– Следи за лестницей, – распорядился Гуров и бросился в соседнюю комнату.
Его глазам открылось ужасное зрелище. В углу комнаты на залитом кровью полу сидел Толубеев. В одной руке он сжимал пистолет, а другой держался за простреленный живот. На лице его не осталось и следа обычного румянца. Однако, увидев Гурова, он даже попытался улыбнуться.
– Вот… нарвался… – виновато прошептал он.
– Ты не волнуйся! – строго сказал Гуров, опускаясь рядом с ним на колени. – Все будет в порядке. Сейчас вынесем тебя – и в больницу. Ты, главное, не волнуйся и не разговаривай…
– Не даст он… Вынести не даст… – пробормотал Толубеев. – Перестреляет всех как кур…
– Не перестреляет! – сказал Гуров и встал. – Я из него душу выну! Ты потерпи немного, Трофимыч!..
Он вышел из комнаты и в ответ на вопросительный взгляд Крячко сказал:
– Плохо дело! Трофимыча подстрелили. В больницу надо – срочно… Как хочешь, а тянуть дальше некуда.
– А я о чем? – отозвался Крячко. – Пойти наверх и набить ему морду!
– Мы вот что сделаем, – сказал Гуров. – Во дворе я вроде лестницу видел. Ее только поближе к окошку передвинуть. Ребята меня с улицы прикроют, а ты тут второй этаж держи. – И, не дожидаясь ответа, он выскочил на крыльцо.

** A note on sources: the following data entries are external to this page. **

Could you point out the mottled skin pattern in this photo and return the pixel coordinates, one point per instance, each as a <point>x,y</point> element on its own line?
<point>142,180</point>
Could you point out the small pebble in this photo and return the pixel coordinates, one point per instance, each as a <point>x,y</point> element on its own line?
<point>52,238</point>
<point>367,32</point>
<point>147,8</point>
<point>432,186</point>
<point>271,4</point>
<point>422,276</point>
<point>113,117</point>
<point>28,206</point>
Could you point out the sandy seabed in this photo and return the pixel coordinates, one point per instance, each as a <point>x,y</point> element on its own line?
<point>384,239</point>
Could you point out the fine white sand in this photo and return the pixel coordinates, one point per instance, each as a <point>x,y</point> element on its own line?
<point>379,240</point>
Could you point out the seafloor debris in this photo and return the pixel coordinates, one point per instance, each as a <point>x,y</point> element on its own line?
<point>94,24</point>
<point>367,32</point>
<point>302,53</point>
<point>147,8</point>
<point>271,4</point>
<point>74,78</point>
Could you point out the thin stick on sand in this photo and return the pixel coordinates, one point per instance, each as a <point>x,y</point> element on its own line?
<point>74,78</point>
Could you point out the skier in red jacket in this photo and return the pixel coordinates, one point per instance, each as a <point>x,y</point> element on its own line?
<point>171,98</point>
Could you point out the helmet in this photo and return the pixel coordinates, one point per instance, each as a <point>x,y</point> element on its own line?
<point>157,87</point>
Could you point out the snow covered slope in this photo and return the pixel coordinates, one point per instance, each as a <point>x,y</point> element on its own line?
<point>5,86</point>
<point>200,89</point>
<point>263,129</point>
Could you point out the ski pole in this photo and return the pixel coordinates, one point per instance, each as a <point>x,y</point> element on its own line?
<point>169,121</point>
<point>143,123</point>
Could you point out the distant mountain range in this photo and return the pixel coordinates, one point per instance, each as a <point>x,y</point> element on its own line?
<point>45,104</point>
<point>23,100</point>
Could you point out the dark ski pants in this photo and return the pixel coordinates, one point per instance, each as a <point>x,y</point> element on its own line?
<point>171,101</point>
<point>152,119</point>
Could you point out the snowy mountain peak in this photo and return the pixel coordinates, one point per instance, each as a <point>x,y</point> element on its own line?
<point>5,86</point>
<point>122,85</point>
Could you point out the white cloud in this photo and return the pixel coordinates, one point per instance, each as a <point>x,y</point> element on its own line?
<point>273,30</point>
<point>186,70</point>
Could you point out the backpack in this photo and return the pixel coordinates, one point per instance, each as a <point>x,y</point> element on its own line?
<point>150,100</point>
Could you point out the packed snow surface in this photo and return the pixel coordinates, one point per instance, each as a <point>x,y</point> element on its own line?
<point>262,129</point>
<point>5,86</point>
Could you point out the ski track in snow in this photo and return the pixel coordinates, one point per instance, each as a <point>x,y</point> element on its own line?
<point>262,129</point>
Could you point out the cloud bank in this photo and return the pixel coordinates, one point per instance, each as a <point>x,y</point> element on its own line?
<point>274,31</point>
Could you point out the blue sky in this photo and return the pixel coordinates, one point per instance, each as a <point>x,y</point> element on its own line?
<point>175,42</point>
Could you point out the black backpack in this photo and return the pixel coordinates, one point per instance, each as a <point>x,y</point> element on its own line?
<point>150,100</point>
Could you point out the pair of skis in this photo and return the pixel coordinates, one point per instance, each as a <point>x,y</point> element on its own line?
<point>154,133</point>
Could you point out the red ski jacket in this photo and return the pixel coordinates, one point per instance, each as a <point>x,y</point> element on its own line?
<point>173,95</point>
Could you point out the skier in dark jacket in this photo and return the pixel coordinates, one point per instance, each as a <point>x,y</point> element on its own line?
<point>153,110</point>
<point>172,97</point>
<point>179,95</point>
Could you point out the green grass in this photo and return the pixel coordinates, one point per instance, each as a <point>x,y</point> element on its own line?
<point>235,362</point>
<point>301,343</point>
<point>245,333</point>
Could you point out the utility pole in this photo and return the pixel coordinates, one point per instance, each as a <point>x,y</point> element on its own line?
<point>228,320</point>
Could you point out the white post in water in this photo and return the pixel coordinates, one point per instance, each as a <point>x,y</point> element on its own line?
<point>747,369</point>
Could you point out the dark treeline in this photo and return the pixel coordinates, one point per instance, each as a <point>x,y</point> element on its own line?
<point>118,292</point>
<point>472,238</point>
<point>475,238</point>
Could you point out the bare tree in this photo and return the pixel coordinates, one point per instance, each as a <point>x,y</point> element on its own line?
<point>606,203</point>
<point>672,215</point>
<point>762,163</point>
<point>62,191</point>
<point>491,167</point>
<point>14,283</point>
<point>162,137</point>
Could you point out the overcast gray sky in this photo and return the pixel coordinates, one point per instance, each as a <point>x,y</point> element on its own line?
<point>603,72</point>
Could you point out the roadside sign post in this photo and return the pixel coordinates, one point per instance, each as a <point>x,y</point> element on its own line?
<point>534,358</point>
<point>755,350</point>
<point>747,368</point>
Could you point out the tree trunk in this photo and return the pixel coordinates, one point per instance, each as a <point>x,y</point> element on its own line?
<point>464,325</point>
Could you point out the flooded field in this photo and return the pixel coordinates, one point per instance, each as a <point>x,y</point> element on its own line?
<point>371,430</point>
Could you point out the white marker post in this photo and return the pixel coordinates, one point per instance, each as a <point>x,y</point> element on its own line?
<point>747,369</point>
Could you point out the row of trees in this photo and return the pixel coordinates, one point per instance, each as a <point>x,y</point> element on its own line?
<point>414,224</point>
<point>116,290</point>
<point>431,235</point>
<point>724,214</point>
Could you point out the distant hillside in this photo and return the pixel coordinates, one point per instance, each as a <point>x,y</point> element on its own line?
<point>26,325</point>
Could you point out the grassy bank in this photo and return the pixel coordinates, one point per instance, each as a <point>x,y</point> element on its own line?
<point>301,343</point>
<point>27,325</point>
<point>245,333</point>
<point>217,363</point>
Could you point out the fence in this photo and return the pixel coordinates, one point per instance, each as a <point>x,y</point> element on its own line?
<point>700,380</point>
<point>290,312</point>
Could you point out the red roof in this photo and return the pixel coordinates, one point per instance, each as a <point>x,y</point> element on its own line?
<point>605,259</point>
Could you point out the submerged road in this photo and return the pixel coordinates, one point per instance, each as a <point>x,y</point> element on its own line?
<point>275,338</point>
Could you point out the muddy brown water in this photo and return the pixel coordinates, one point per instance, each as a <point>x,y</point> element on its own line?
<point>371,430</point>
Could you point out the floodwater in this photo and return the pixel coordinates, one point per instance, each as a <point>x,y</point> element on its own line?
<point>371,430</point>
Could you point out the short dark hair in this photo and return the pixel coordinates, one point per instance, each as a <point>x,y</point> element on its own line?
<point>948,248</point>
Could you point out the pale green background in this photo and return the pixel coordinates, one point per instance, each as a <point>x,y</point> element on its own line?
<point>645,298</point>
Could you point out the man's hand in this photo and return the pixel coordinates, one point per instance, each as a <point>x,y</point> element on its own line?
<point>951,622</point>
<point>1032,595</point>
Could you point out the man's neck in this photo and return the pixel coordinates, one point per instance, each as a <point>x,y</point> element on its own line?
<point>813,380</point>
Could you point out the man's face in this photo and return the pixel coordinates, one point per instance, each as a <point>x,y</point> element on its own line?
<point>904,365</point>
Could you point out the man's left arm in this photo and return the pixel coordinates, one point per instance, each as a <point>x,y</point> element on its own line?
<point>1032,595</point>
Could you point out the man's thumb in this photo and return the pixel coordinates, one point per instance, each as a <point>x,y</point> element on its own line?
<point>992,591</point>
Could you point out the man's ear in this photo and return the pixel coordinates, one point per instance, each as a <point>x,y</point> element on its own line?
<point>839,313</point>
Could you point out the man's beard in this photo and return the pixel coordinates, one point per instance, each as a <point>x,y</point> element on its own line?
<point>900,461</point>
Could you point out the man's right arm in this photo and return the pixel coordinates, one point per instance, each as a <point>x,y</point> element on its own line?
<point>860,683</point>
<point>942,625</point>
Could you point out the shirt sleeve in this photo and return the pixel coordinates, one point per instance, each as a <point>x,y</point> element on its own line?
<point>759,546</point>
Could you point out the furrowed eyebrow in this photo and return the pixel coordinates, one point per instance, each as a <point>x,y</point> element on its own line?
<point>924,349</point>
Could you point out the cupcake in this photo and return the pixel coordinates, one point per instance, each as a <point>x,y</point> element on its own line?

У Гурова были сомнения, сумеют ли правильно сориентироваться Астафьев с Дубининым, но не было уже ни времени, ни возможности что-то изменить.
Чтобы добраться до переносной лестницы, нужно было зайти за угол дома. Гуров попытался это сделать, прижимаясь вплотную к стене и внимательно прислушиваясь к тому, что творится наверху.
Его маневр не остался незамеченным. Над головой у Гурова послышался шум. Клацнул затвор. Гуров, уже ни о чем не заботясь, рванул к углу дома. Сзади грохнул выстрел, и пуля впилась в сочную землю. Но она запоздала – Гуров уже был в безопасности.
Лестница была совсем рядом. Гуров подхватил ее и переставил под окно второго этажа. Вряд ли это удалось сделать бесшумно – наверняка человек наверху успел понять, что к чему. Но размышлять над этим Гурову не хотелось. Сжимая в правой руке пистолет, он принялся подниматься.
Вот тут-то и выяснилось, что ребята из группы Толубеева не сплоховали. Выскочив на тропинку перед калиткой, они принялись обстреливать второй этаж, не давая преступнику расслабиться. К тому же знакомый звук "Макарова" донесся и из глубины дома – видимо, Крячко тоже включился в работу.
Гуров слышал, как осажденный преступник мечется наверху, стреляя в ответ. Подсознательно Гуров считал выстрелы, и, когда он поднялся к самому окну, ему показалось, что у бандита опять кончился магазин. Лучшего момента было не придумать. Гуров выбил стекло, наугад выстрелил в смутно темнеющий силуэт и, выворотив раму, ввалился в комнату.
Противник стоял на коленях в трех шагах от него и передергивал затвор карабина.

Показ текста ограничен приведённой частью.